A Michigan glove manufacturer has filed a response to a suit filed against it alleging that its gloves were “fraudulently marketed as a cut-resistant glove for safe glass handling.” Union City, Mich.-based Glove Coaters Inc. has denied many of the allegations made against it by Anthony Lopez, who claims he was cut by a piece of glass while wearing the company’s gloves last July while working at Craftsman Fabricated Glass in Houston.
While the company allows “that it describes itself as ‘a U.S. manufacturer of high-quality rubber coated safety gloves,’” officials there note that they lack sufficient knowledge to form a belief about the truth of the allegation that the glove he was wearing at the time of the accident was manufactured by Glove Coaters.”
Additionally, Glove Coaters “denies that the statements on its website rise to the level of warranties but admits that its website states that its ‘manufacturing process generates a safety glove that is durable, cut-resistant, and comfortable.’”
“Defendant admits that its website states that its gloves can be utilized as cut-resistant gloves safe for glass handling,” writes the company.
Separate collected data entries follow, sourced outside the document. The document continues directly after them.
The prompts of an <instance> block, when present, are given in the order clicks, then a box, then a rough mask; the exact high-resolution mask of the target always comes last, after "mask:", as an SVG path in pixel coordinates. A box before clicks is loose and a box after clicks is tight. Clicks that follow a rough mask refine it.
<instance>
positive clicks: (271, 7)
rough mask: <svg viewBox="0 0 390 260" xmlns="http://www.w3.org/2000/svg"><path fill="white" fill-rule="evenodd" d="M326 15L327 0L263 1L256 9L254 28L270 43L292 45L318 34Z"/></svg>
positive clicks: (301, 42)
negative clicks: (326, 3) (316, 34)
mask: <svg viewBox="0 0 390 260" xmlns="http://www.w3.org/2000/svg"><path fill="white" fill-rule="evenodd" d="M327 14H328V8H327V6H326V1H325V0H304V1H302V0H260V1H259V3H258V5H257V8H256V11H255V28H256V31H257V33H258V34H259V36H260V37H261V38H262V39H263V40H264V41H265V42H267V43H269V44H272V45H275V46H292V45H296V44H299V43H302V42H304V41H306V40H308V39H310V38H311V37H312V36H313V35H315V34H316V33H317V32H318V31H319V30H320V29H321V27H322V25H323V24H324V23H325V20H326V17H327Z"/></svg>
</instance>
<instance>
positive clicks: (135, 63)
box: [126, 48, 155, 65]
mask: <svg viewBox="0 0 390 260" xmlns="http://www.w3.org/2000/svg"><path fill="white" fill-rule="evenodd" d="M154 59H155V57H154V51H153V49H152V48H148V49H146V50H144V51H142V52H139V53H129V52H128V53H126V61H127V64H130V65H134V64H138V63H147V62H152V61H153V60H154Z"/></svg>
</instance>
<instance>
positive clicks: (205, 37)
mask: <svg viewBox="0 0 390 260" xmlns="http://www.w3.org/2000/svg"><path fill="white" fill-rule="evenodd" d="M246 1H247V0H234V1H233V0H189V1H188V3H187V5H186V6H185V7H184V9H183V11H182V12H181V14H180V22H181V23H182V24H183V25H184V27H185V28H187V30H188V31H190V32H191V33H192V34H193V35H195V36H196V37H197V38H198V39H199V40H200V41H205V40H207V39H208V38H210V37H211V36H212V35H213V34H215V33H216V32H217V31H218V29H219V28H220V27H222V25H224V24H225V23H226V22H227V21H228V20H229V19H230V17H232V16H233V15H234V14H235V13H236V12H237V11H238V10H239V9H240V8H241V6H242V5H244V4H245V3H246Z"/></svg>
However, the company denies “that its product was defectively designed” and that it is liable to Lopez “under the theory of strict liability.”
“Defendant admits that it has engaged in the business of marketing, distributing, selling and/or supplying cut-resistant glass handling gloves but denies that it has engaged in the business of designing or manufacturing such gloves as those terms are commonly defined,” writes the company. “Defendant denies that the gloves made the basis of this lawsuit were in a defective condition or were unreasonably dangerous.”
Glove Coaters further denies that it was negligent or that it fraudulently marketed its gloves.
“[Glove Coaters] lacks sufficient knowledge to form a belief about the damages [Lopez] has incurred but denies that any act or omission by defendant was the cause of such damages,” continues the response.
In addition, the company makes several affirmative defenses and claims that: Lopez is guilty of contributory negligence; he assumed the risk of the activity he was performing before his accident; his injuries are the result of an unavoidable accident; he failed to mitigate his damages; and the company “cannot be held liable for the actions of third-parties over whom it had no control nor right of control.”
Glove Coaters is seeking a jury trial in the case and hopes to recover all of its costs and attorney’s fees.
The U.S. District Court for the Southern District of Texas had previously denied the company’s motion to dismiss the case based on allegations that Lopez’s employer was responsible for selecting “appropriate hand protection.”